Como dijo uno de los invitados, “es más; en Israel ni siquiera existen escuelas ni bachilleres privados. Todos los jóvenes son educados por el sistema público, sin excepciones”.

De pronto, el académico alemán que estaba sentado a unos lugares continuos del mío preguntó en voz alta y en tono de inocente duda si “alguno de nosotros teníamos a nuestros hijos estudiando en una escuela pública del sistema mexicano”.

Los rostros de los presentes se transformaron cual exorcismo y se hizo un silencio sepulcral. Bajé la cuchara con sopa de hongos que empezaban a convertirse en alucinógenos por lo que vi venir, de modo que para no regarla, instintivamente giré mi vista al alto funcionario de la SEP, quien solo desvió la mirada como harían la mayoría de los políticos mexicanos de elevado rango y que, desde luego, me atrevería asegurar que ninguno inscribirá a sus hijos en escuelas públicas, porque en México estamos lejos de poner el ejemplo.

Nuestro incrédulo amigo alemán, sorprendido ante la falta de alguna respuesta positiva, reaccionó con extrañeza al no comprender cuál era la razón de que nadie de los ahí presentes, mexicanos, tenía a sus hijos en las escuelas públicas, a lo que contestamos con la frase típica de que “su nivel académico es muy bajo”, “la mala calidad de los maestros” y frases necias como esas. El académico con cierta incomodidad en su rostro interrumpió y comentó lo siguiente: “Ahora entiendo. En México, hay educación de primera clase y otra de segunda clase. La de primera es para quienes pueden pagarla y la segunda para aquellos que no pueden. Vaya, en conclusión, la educación es un tema de estatus y clases sociales”.

He de confesar que me quedé helado, y luego añadió que en la mayoría de los países europeos resultaría inimaginable una situación de esas dimensiones, algo que ni siquiera la misma sociedad permitiría.

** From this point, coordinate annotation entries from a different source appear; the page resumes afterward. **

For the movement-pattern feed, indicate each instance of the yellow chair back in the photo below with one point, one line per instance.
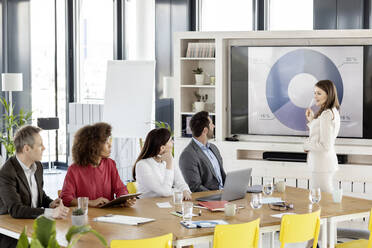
(300, 228)
(132, 187)
(237, 235)
(164, 241)
(370, 230)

“Si le dieran la mejor educación a los que menos tienen, quizás México tendría otro destino”, concluyó al final. Mi amigo alemán no volvió a abrir la boca en toda la cena. En la incomodidad del momento de pronto recordé una conferencia sobre la adolescencia, organizada por una ONG para padres de familia y a la que había ido unos meses antes en un centro educativo privado, en donde los asistentes, al presentarse con el público, debíamos mencionar en cuál colegio estaban inscritos nuestros hijos, a lo que todos, sin excepción, mencionaron diversos nombres de escuelas particulares, y ante tanta pedantería (incluyéndome por supuesto) por un instante pensé en tono irónico hacer la broma intencionada de que mis hijas estudiaban en la Escuela Benito Juárez en el horario nocturno, y me imaginé claramente cómo las miradas de vergüenza social se clavaban en mí, condenado a la exclusión.

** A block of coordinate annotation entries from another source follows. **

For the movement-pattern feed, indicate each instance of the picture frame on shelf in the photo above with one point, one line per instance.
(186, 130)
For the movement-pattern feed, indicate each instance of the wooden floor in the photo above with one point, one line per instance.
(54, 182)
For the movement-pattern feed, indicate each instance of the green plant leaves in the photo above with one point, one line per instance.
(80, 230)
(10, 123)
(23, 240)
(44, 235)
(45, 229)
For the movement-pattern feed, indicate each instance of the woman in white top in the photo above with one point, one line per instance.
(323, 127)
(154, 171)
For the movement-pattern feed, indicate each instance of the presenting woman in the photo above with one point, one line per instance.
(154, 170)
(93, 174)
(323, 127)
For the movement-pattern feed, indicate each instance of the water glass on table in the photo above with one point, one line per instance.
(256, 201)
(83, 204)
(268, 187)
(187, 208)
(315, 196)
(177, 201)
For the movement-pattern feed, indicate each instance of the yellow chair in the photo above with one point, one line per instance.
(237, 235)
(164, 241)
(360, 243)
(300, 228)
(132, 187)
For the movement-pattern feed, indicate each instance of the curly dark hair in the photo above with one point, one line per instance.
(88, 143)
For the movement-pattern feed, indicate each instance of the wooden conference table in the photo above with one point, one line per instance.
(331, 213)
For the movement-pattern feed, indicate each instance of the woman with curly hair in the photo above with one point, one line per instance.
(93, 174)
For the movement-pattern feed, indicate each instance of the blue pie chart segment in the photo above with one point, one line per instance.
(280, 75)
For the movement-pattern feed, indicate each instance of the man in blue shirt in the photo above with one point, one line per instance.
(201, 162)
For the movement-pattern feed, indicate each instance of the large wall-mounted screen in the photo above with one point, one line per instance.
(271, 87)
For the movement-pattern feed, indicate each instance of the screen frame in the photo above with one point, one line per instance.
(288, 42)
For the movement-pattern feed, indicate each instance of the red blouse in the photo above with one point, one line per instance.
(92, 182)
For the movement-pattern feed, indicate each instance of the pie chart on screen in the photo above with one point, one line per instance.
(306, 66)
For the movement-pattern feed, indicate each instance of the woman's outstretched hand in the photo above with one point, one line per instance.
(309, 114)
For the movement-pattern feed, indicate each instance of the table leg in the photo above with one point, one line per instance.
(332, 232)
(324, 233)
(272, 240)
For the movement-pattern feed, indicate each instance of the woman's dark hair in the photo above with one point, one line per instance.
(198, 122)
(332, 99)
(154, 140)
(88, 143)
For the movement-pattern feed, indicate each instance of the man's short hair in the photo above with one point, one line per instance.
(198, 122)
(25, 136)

Luego, reconocí que ¡jamás hubiera sido una opción para ellas!, por lo que asumo que yo también participo de esa complicidad arrogante al formar parte de una clase privilegiada. Pero analicemos el problema, ¿por qué en México una selecta minoría tiene la oportunidad de recibir una formación de alta calidad académica, mientras que gran parte de la población es víctima de una educación masiva mediocre?